Frank G. Wisner is an international affairs adviser at the law firm Squire Patton Boggs and former undersecretary of defense for policy and undersecretary of state for international security affairs. W. Bowman Cutter is a senior fellow and director of the Next American Economy Project at the Roosevelt Institute and a former deputy assistant to President Bill Clinton and former director of the National Economic Council.
If there ever were a moment for the United States to anticipate events and act quickly and forcefully, it is the current one in Tunisia.
Tunisia is where the Arab Spring was born. And in contrast with the disappointing and sometimes disastrous outcomes from that moment in history in other nations, Tunisia has made major progress and could still be a significant success. Tunisia has written a modern constitution, seen the flowering of a vibrant civil society, elected a functioning government and created a truly competitive politics. It is a 99 percent Muslim nation committed to a secular society that respects all faiths. It is also the Arab nation that has been most committed to the equality of women.
The Arab world and Africa are watching Tunisia. We need Tunisia as the example of the profound success that women and men working together in a democratic society and in a private, open, inclusive economy can create in the region. We aren’t going to get such an example anywhere else.
At the same time, Tunisia faces enormous problems. Its civil society is recovering from years of authoritarian, kleptocratic government, which presided over major human rights abuses and a disastrous economy. The state remains way too large and too entangled in the private sector. Its regulatory processes are complex beyond belief, seriously inhibiting domestic and foreign investment. As a result of all this, Tunisia is struggling to escape a low-growth, low-investment trap that prevents it from meeting the legitimate aspirations of its people, especially its youth.
We think Tunisia can solve these problems. But it lives in a rough neighborhood, with a long border with Libya, and it is facing a terrorist onslaught. Two major attacks have been mounted in the past three months, killing more than 50 people. These attacks were clearly calculated to wreck the economy and undermine the morale of Tunisians, and the effort may well succeed; current estimates are that Tunisia will lose more than 2 million “tourist days” this year as a result. To be blunt, we do not believe Tunisia can solve its economic and security problems simultaneously without the United States as a committed partner.
We have no quarrel with U.S. policy to date. But circumstances have changed. Tunisia’s success has become far more fragile, and an intensified, higher-level policy is required. That policy should include the following pieces:
• Commitment: President Obama should phone President Beji Caid Essebsi as soon as possible to state the United States’ clear commitment to a long-term strategic partnership. Vice President Biden and key Cabinet members, including the secretaries of state, defense, homeland security and treasury, along with top legislators, should make early visits. Each leader should make clear that we look for Tunisia to continue a path to democracy, tolerance and equality.

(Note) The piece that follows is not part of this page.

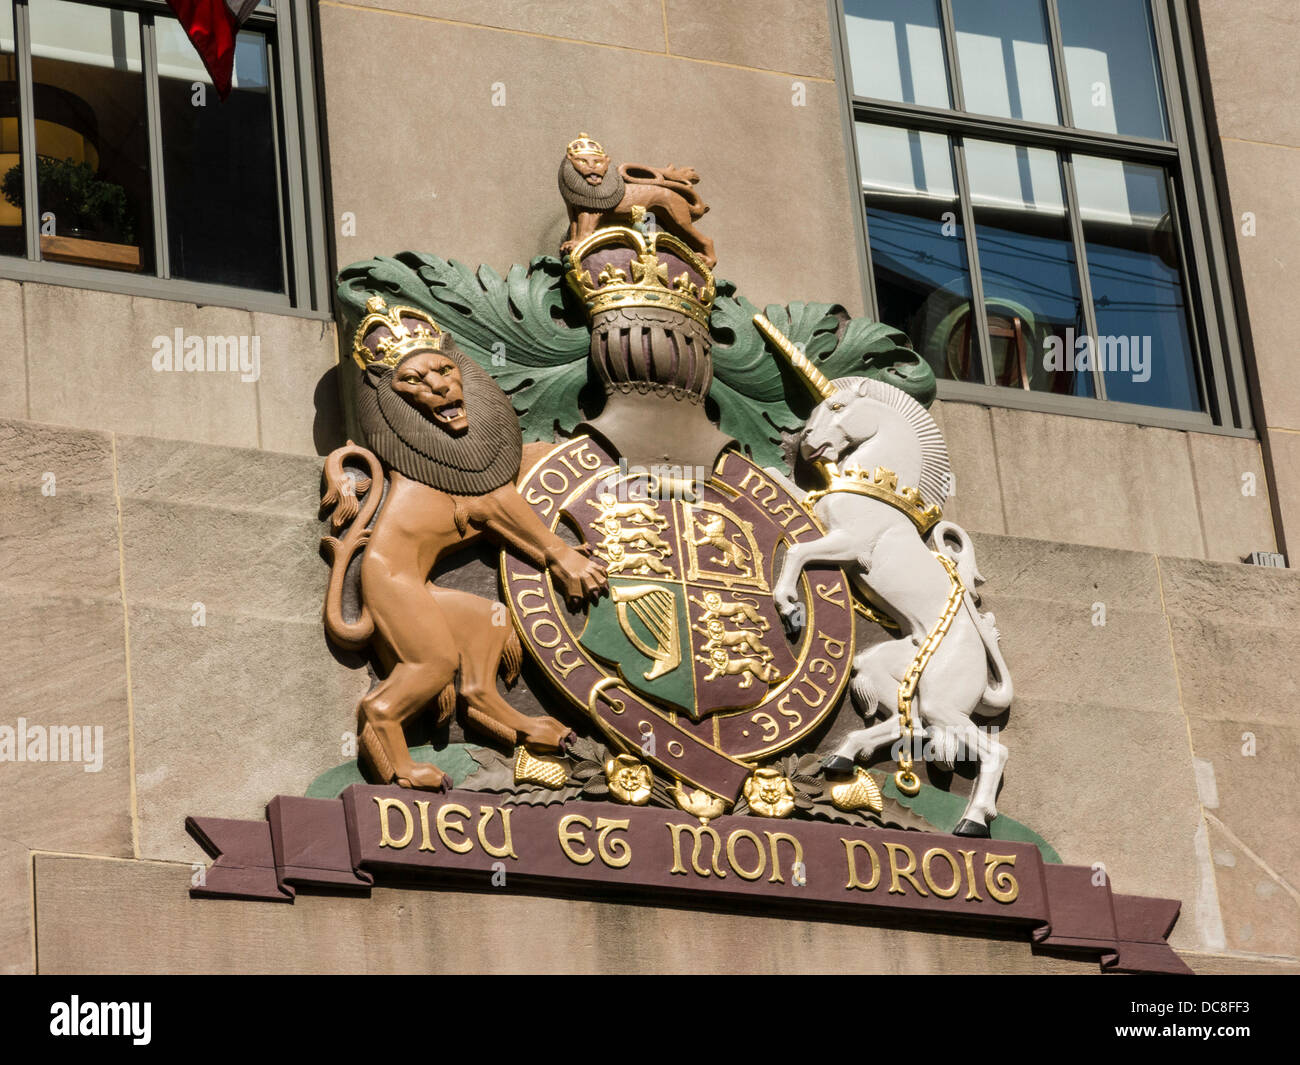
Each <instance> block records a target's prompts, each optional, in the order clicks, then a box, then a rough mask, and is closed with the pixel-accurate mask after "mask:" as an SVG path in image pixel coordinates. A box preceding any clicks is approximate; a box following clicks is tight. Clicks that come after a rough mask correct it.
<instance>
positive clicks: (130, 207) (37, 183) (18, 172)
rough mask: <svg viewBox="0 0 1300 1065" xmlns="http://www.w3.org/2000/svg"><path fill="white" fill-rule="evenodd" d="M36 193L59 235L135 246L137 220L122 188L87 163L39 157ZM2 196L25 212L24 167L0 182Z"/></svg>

• Security: Obama should convey to the Tunisians that the United States stands with them in meeting the terrorist challenge. In practical terms, this can mean three important steps: We will share available intelligence regarding terrorist activities in Tunisia’s neighborhood; we will help Tunisia develop a more-effective counterterrorist capability; and we will provide material counterterror and security-sector support.
• Economics: Obama should convey that the United States will help Tunisia meet its economic challenges. This should not mean foreign aid, which Tunisia doesn’t need, but the following:
• The United States should begin, immediately, formal negotiations toward a U.S.-Tunisian free-trade agreement. This would be of real consequence to the Tunisian economy, providing the carrot for Tunisia to make the hard economic decisions that it clearly must make, but would have only a marginal impact on the United States. Tunisia’s economy is 0.2 percent of the U.S. economy, equivalent to about one month’s growth at our current low rate.
• We should design with Tunisia a process to increase foreign and domestic investment, the only real way to improve the Tunisian economy. This could include increasing the Tunisian American Enterprise Fund, which was established by Congress and the Obama administration in 2012 (and is chaired by one of us, W. Bowman Cutter), to further invest in the private sector.
• Together with our friends in the European Union, the United States should convene official pledging and private investment conferences aimed at giving sustained, high-level attention to Tunisia’s social and economic requirements. These initiatives should be tied to policies that will help produce a competitive, free-market economy.
Both of us have held multiple jobs in the U.S. government. We are well aware of how close to impossible it can be to do anything new, or to do anything fast, or to do anything at all that involves complicated economic and security issues. The inertial pressures weighing against action are enormous. But if we do not do more, and do it quickly, 10 years from now the United States will bitterly regret that it failed to act when it had the chance to help Tunisia build an inclusive, prosperous and lasting democratic society.